In contrast to the Study Times, the PLA Daily makes specific recommendations for building a military to suit the times. Repeating long-established buzzwords, it calls for “information-centric warfare” and joint command structures (for more on efforts to improve inter-services coordination, see China Brief, November 22, 2013). It also argues that naval strategy should emerge as the core of new strategic thinking, arguing that “the peripheral situation is growing more severe every day.” Meeting this challenge, the article argues, requires “proactive defense” far from China’s shores.
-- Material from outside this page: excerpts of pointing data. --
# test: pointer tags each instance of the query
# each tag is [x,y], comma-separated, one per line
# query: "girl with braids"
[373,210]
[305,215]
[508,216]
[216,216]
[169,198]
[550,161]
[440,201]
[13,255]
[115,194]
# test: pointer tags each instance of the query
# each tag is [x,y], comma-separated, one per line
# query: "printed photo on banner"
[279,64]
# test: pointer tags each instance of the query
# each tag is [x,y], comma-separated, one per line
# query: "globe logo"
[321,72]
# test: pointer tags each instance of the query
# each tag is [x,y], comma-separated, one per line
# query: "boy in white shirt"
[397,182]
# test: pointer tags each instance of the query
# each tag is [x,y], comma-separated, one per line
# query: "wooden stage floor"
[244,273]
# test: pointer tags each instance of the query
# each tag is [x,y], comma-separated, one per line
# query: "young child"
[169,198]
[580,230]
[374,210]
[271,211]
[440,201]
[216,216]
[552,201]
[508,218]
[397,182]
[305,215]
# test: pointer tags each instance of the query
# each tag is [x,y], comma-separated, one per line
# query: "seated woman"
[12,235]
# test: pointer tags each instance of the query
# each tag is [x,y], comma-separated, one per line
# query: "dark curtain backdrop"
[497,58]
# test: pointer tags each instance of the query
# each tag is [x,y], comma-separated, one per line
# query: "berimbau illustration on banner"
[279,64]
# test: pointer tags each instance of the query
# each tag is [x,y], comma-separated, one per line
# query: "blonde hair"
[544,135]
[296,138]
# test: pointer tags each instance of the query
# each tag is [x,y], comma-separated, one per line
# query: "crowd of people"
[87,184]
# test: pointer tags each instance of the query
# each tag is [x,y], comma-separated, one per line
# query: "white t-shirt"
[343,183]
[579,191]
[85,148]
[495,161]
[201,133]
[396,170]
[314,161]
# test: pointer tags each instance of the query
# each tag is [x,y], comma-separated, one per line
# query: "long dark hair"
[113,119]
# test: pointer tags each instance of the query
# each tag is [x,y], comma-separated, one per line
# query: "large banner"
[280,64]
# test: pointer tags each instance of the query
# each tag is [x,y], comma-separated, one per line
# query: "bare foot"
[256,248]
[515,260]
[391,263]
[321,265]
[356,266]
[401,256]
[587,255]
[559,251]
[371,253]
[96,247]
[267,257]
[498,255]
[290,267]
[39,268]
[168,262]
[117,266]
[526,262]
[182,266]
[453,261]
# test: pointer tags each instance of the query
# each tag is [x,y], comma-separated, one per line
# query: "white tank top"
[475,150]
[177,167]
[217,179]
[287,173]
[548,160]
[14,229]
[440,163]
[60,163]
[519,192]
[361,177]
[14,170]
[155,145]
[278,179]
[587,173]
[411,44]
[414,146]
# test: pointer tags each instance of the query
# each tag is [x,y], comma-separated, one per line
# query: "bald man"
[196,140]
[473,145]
Surrounding these two assessments, military and Party journals have published a range of articles calling for strategic innovation, evaluating efforts at military transformation in other countries and proposing focuses for China’s military development. Most have followed Xi’s emphasis on “army-building,” focusing more on developing systems and command structures that strengthen the military than on assessments of China’s needs for military force. These proposals are largely framed in two contexts: as an application of Hu Jintao’s theory of “scientific development,” and as an effort to respond to and emulate the military innovations of the United States (for more on the role of Party ideology in guiding military thought, see “Restructuring the Military: Drivers and Prospects for Xi’s Top-Down Reforms,” in this issue of China Brief).
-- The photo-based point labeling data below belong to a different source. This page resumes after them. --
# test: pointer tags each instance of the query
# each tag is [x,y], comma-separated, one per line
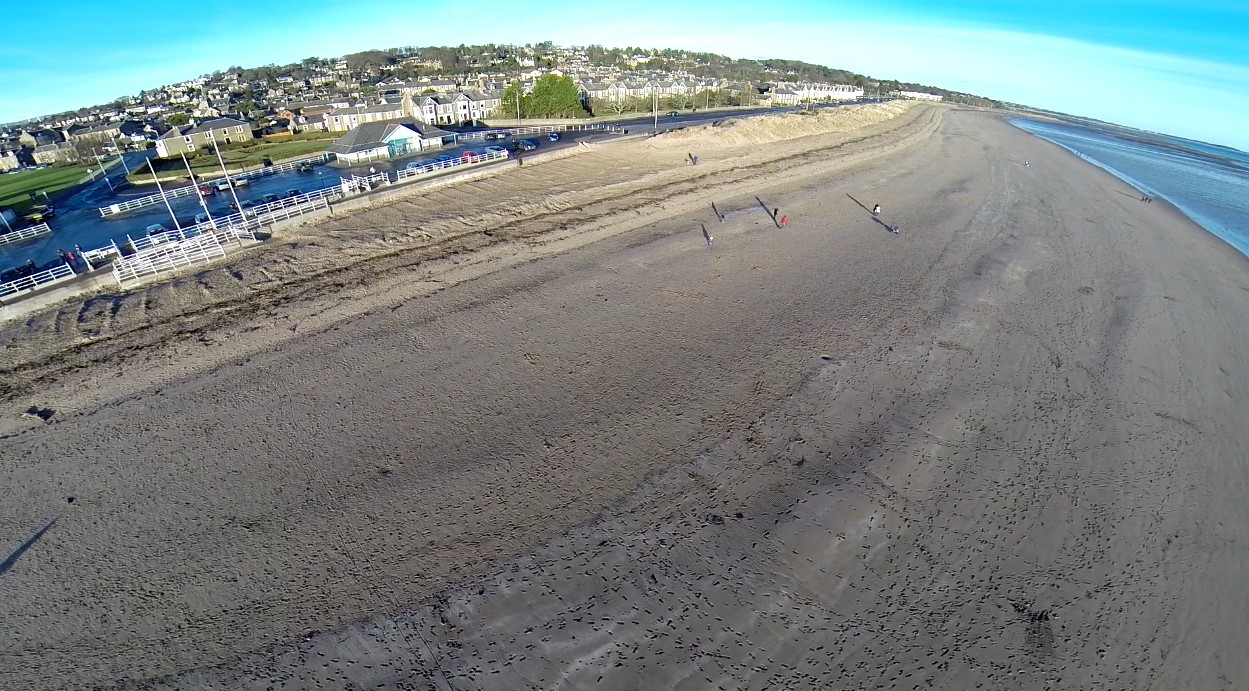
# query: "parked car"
[18,273]
[40,214]
[160,234]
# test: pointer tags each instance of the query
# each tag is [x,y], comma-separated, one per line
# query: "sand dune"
[1002,449]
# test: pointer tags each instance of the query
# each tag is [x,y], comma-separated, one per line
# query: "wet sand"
[1002,449]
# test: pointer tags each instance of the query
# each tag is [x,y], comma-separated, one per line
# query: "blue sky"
[1174,66]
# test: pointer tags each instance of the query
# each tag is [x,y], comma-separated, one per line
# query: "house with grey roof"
[371,141]
[191,138]
[345,119]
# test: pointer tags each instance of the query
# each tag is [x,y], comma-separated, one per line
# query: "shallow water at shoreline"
[1209,185]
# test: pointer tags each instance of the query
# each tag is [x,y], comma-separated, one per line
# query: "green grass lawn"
[15,188]
[237,158]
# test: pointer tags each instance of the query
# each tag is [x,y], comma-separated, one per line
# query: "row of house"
[430,109]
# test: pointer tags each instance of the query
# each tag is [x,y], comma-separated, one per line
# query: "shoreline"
[818,455]
[1139,186]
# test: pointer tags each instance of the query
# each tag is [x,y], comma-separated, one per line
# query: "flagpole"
[232,194]
[204,203]
[162,195]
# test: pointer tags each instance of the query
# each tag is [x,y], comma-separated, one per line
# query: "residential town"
[431,86]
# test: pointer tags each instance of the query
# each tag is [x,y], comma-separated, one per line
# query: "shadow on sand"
[892,229]
[16,554]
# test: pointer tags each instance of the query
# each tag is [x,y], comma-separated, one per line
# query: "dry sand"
[1001,450]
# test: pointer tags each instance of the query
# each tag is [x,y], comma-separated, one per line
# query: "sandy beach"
[533,432]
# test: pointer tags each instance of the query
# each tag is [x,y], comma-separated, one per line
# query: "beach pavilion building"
[392,139]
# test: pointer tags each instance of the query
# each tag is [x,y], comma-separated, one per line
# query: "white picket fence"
[364,183]
[432,166]
[172,250]
[167,256]
[192,189]
[43,279]
[25,234]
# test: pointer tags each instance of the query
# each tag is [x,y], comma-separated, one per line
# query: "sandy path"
[1001,449]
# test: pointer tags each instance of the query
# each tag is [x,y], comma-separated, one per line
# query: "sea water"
[1209,184]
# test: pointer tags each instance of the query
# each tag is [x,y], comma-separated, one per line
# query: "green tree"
[507,101]
[555,96]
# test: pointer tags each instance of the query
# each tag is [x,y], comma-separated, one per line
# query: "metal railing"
[404,174]
[167,256]
[103,255]
[25,234]
[54,275]
[530,130]
[364,183]
[121,208]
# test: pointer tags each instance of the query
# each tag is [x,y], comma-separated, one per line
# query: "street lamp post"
[165,199]
[103,171]
[204,200]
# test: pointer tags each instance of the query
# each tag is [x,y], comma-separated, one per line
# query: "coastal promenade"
[492,439]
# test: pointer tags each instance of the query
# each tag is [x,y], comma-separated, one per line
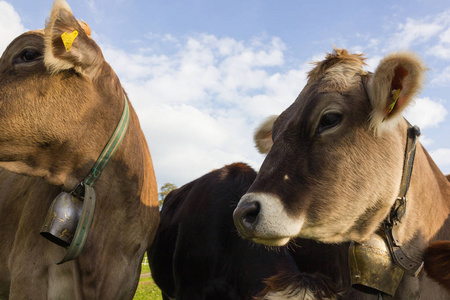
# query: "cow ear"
[67,42]
[263,135]
[397,80]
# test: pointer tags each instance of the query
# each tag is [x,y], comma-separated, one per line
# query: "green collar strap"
[85,190]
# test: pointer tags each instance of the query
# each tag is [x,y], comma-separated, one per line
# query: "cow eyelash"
[28,55]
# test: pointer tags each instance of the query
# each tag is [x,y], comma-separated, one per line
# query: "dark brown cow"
[58,109]
[197,253]
[336,164]
[437,262]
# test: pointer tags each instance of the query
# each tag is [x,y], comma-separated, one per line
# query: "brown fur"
[337,183]
[57,112]
[437,262]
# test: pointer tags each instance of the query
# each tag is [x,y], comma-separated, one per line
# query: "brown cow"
[58,109]
[336,162]
[437,262]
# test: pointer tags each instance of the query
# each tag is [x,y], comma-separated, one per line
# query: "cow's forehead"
[338,72]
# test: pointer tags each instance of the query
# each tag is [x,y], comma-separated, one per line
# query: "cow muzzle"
[372,269]
[62,219]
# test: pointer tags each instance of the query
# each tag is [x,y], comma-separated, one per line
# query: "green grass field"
[147,289]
These range from surveys of international military development, such as a January 3 article on a “Climax in the Revolution in Military Affairs” (Waijun Junshi Zhuangxing Jianru Gaochao) in PLA Daily, which argues that China must develop faster simply in order to keep up with other powers. The United States, it writes, is determined to remain “a generation ahead” of military rivals—cuts to the defense budget, it says, will only lead the United States to make better use of what it has—and has overcome a history of over-emphasizing technology at the expense of human factors through the experience of the War on Terror. Meanwhile, it reports that India and Russia are making vast investments to build armies on China’s borders, and France is making a bid for “major power status” through by leading humanitarian intervention in Africa.
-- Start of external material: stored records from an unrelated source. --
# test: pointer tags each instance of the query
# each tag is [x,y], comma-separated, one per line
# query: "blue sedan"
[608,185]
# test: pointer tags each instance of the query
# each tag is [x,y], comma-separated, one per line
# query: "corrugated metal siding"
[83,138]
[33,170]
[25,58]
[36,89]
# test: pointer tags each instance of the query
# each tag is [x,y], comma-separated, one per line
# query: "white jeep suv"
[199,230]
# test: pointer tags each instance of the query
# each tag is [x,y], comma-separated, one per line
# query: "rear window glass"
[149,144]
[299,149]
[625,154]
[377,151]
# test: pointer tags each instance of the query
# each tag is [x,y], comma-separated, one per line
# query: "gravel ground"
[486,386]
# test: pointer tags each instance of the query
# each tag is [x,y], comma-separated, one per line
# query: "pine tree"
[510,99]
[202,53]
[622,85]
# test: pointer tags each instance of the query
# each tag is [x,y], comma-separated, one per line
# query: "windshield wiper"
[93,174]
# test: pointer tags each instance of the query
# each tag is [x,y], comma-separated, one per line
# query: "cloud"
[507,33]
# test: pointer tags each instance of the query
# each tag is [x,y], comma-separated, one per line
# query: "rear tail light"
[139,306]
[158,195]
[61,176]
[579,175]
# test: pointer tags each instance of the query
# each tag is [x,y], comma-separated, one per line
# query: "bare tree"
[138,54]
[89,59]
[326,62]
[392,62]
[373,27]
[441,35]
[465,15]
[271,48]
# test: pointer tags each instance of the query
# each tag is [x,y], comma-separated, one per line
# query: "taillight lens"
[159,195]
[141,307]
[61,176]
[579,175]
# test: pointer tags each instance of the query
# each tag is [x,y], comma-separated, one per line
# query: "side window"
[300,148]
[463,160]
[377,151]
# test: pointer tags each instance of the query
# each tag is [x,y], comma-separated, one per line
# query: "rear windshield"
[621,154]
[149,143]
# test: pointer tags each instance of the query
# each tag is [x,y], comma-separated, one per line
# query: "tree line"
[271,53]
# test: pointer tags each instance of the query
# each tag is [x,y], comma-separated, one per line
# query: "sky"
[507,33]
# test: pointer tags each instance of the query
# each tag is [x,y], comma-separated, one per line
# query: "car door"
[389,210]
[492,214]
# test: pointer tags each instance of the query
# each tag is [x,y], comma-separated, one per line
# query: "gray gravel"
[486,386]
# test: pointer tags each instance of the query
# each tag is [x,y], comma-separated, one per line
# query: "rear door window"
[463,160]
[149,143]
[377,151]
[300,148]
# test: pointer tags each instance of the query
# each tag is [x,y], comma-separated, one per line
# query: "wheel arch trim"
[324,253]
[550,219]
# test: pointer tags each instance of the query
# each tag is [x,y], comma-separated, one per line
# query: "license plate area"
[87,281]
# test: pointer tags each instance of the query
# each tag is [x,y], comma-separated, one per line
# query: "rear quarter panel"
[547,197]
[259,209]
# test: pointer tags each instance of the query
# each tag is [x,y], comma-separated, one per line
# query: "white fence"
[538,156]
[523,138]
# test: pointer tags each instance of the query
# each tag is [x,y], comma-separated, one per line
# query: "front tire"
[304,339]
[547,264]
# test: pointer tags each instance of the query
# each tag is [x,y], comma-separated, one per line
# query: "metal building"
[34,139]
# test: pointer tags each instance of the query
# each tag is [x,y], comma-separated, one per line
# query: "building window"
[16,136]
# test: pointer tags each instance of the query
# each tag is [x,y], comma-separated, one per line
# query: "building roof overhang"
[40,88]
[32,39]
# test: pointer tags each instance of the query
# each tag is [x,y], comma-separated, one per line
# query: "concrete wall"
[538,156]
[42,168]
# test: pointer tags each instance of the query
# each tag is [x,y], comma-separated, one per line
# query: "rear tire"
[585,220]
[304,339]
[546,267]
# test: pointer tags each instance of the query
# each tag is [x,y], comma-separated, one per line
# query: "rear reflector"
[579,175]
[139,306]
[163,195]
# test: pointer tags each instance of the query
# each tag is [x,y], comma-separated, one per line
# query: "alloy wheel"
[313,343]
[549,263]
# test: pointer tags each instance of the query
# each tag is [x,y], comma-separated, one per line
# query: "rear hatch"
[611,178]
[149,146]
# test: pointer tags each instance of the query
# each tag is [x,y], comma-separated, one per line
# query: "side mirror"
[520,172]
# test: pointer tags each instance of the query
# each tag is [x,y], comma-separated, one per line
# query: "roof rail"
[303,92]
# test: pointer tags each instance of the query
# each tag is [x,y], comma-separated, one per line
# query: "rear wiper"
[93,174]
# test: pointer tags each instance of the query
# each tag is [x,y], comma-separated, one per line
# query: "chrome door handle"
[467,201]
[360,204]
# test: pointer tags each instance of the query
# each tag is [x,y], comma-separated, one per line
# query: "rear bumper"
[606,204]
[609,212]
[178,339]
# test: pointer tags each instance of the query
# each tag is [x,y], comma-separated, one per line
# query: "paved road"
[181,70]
More representative, however, are articles imploring readers to study the comments of Xi Jinping (Qiushi, January 16), and what appear to be efforts to apply a “strategic” label to individual hobbyhorses, such as one dramatizing the need for standardized parts in weapons and communications infrastructure: “Strategic Competition: He Who Obtains Standardization Shall Obtain the World” (PLA Daily, January 14). Numerous other articles have stressed the unique roles of, for example, defense education, “military management” and engineering in military progress.
Overall, the response to Xi’s call for strategic thinking appears to have focused largely inward, emphasizing shortcomings, areas in which China is behind other nations—especially the United States—and specifically failures of management and coordination. While we know little about private debates going on within the Chinese leadership compound at Zhongnanhai, there is in public a tightly-controlled effort underway to propose new ways of thinking about China’s place in the world. For the time being, these questions are being examined as ways into debates about internal restructuring, and this limited dialogue appears to be largely subservient to Xi’s goals of reforming and restructuring the Chinese military as part of a general project of reform.